3. Un laboratoire institutionnel

L’Albanie prend un risque, certes, mais elle ouvre aussi un champ d’expérimentation. À l’heure où les États peinent à réguler les flux numériques, où les institutions se montrent souvent dépassées par les innovations, il peut être salutaire d’oser.

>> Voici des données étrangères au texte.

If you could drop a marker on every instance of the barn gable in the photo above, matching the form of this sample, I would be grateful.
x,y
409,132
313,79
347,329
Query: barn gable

Cette « ministre IA » force à poser des questions fondamentales : qu’est-ce que la responsabilité politique ? Faut-il réserver les fonctions publiques aux humains ? Jusqu’où peut-on déléguer sans abdiquer ? En testant cette frontière, l’Albanie oblige les autres pays à réfléchir. Elle devient un cas d’école.

Entre audace et vertige

La nomination de Diella est tout sauf anodine. Elle condense, dans une seule figure algorithmique, les espoirs et les craintes de notre époque numérique. D’un côté, une promesse : une administration plus propre, plus rapide, plus objective. De l’autre, un risque : la dilution du politique, la technocratie automatisée, le recul du débat démocratique.

Ce qui se joue ici n’est pas seulement une histoire albanaise. C’est un test mondial. La France, l’Allemagne, le Maroc ou les États-Unis seront tôt ou tard confrontés à la tentation de gouverner avec – ou par – des intelligences artificielles. La question n’est pas « faut-il le faire ? » mais « comment le faire sans trahir l’esprit de nos institutions ? »

Il ne s’agit pas de refuser le progrès, mais de le civiliser. Diella est peut-être un gadget. Peut-être une percée. Peut-être une bombe à retardement. Mais elle est, assurément, le miroir de notre époque : fascinée par l’efficacité, impatiente avec la démocratie, et toujours en quête d’un miracle technologique.